# Linear Regression



Each data point $x$ is a vector $\mathbf{x} \in \mathbb{R}^m$ consisting of $m$ features, with an associated output $y$. Assuming that there is a linear line of best fit, we can use linear approximation to predict the y values, with given x vector. 

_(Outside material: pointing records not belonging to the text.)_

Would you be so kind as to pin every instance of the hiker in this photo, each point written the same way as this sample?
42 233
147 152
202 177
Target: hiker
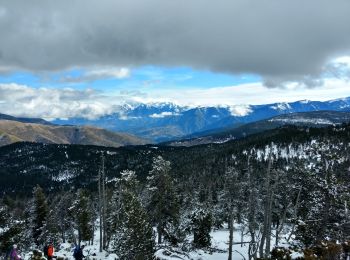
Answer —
78 253
14 255
49 251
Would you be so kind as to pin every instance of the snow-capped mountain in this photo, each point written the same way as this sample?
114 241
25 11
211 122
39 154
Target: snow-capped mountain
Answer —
166 121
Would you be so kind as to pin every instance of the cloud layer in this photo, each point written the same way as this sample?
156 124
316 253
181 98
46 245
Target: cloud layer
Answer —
21 100
279 40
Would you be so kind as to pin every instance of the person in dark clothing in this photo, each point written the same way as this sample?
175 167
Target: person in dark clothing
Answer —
78 253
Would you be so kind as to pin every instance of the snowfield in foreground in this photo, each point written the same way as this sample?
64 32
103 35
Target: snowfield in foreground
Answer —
219 249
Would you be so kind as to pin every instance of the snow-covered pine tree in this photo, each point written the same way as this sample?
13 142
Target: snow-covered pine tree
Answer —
62 216
40 213
163 204
133 234
83 216
201 223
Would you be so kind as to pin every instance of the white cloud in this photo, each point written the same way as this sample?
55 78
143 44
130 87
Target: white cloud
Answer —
164 114
99 74
240 110
22 100
118 73
250 94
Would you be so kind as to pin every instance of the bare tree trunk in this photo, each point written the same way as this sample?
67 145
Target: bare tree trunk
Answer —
100 209
159 231
230 224
280 226
267 211
242 235
104 226
295 214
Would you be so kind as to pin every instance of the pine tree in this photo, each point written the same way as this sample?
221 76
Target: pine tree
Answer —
83 216
201 222
40 213
163 204
133 235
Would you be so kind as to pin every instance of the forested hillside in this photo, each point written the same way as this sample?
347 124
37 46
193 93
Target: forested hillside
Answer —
278 186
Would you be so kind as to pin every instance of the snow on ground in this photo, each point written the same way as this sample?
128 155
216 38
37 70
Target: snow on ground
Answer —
219 249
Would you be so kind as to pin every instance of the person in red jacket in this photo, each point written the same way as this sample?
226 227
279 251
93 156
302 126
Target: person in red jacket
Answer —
50 251
14 255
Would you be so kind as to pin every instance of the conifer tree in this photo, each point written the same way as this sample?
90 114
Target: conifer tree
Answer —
201 221
133 235
40 213
83 216
163 204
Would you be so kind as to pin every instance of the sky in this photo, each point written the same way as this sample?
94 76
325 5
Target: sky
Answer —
73 58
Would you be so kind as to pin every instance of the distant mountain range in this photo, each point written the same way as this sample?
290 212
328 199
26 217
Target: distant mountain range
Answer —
166 121
221 135
25 120
12 131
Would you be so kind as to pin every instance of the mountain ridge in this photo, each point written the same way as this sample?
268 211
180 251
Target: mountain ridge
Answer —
14 131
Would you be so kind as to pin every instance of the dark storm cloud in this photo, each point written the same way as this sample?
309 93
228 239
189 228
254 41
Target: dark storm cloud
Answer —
278 39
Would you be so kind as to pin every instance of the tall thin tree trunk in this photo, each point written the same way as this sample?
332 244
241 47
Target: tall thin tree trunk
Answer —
295 214
104 226
159 231
230 224
267 216
100 209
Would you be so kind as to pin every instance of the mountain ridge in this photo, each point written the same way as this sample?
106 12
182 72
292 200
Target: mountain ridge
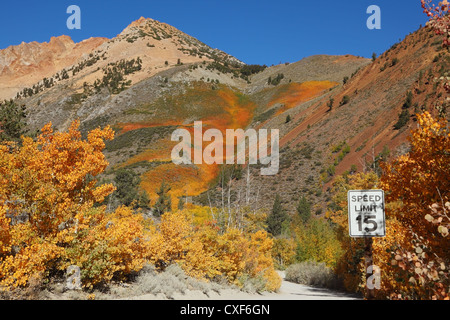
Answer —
168 80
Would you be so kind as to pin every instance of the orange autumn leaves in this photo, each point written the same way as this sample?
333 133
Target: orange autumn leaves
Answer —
414 255
222 109
50 219
203 251
294 93
47 193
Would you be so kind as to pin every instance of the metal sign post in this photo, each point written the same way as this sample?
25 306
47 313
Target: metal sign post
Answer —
366 219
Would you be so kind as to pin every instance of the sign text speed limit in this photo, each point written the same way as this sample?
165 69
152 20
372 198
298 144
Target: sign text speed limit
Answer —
366 214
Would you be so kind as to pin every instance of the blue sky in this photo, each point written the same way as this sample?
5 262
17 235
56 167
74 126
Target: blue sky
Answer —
256 32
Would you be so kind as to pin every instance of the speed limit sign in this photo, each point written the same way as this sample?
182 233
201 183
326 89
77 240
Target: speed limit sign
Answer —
366 215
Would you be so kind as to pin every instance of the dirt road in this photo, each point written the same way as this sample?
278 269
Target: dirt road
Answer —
288 291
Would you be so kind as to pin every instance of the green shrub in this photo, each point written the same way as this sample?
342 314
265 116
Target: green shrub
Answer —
312 273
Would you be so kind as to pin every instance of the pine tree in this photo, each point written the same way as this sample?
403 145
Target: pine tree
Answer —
304 209
276 217
126 182
12 121
163 203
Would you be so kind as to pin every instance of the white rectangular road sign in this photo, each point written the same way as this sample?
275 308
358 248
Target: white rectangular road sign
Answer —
366 215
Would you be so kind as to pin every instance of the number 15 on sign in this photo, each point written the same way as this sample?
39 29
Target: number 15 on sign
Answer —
366 215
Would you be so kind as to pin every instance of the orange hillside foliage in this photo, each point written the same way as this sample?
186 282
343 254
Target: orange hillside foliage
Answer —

$$ y = \beta_0 + \beta_1 x_1 + \beta_2 x_2 + \dots + \beta_p x_p + \epsilon $$

For the second data point, we denote:

$$ y_2 = \beta_0 + \beta_1 x_{21} + \beta_2 x_{22} + \dots + \beta_p x_{2p} + \epsilon_2 $$

For multiple data points:

$$
\begin{aligned}
&\text{First data point:} \quad y_1 = \beta_0 + \beta_1 x_{11} + \beta_2 x_{12} + \dots + \beta_p x_{1p} + \epsilon_1 \\
&\text{Second data point:} \quad y_2 = \beta_0 + \beta_1 x_{21} + \beta_2 x_{22} + \dots + \beta_p x_{2p} + \epsilon_2 \\
&\text{Third data point:} \quad y_3 = \beta_0 + \beta_1 x_{31} + \beta_2 x_{32} + \dots + \beta_p x_{3p} + \epsilon_3
\end{aligned}
$$

And so on...

## Matrix Representation

Organizing this into a matrix notation:

$$ Y = X \beta + \epsilon $$

where:
- $ Y $ is the vector of observed values,
- $ X $ is the matrix of input features,
- $ \beta $ is the vector of coefficients,
- $ \epsilon $ is the error term.

## Error in Prediction

For each data point:

$$ e_i = y_i - \hat{y}_i $$

where $ \hat{y}_i $ is the predicted value.

## Residual Sum of Squares (RSS)

The sum of squared errors (RSS) is given by:

$$ RSS = \sum (y_i - \hat{y}_i)^2 $$

Inspecting RSS, we see that it is a function of $ \beta $:

$$ RSS = (Y - X\beta)^T (Y - X\beta) $$

## Minimizing RSS

To minimize RSS, we take the derivative:

$$ \frac{\partial RSS}{\partial \beta} = -2X^T(Y - X\beta) = 0 $$

Solving for $ \beta $:

$$ \beta = (X^T X)^{-1} X^T Y $$

### Conditions for Existence

For $ (X^T X)^{-1} $ to exist, $ X^T X $ must be invertible (full rank, linearly independent columns). If it is not invertible, we use:

- **Regularization**: Adding a term to make it invertible
- **Moore-Penrose Pseudo Inverse**:

  $$ X^+ = (X^T X)^{-1} X^T $$

This ensures a solution even if $ X^T X $ is not full rank.

---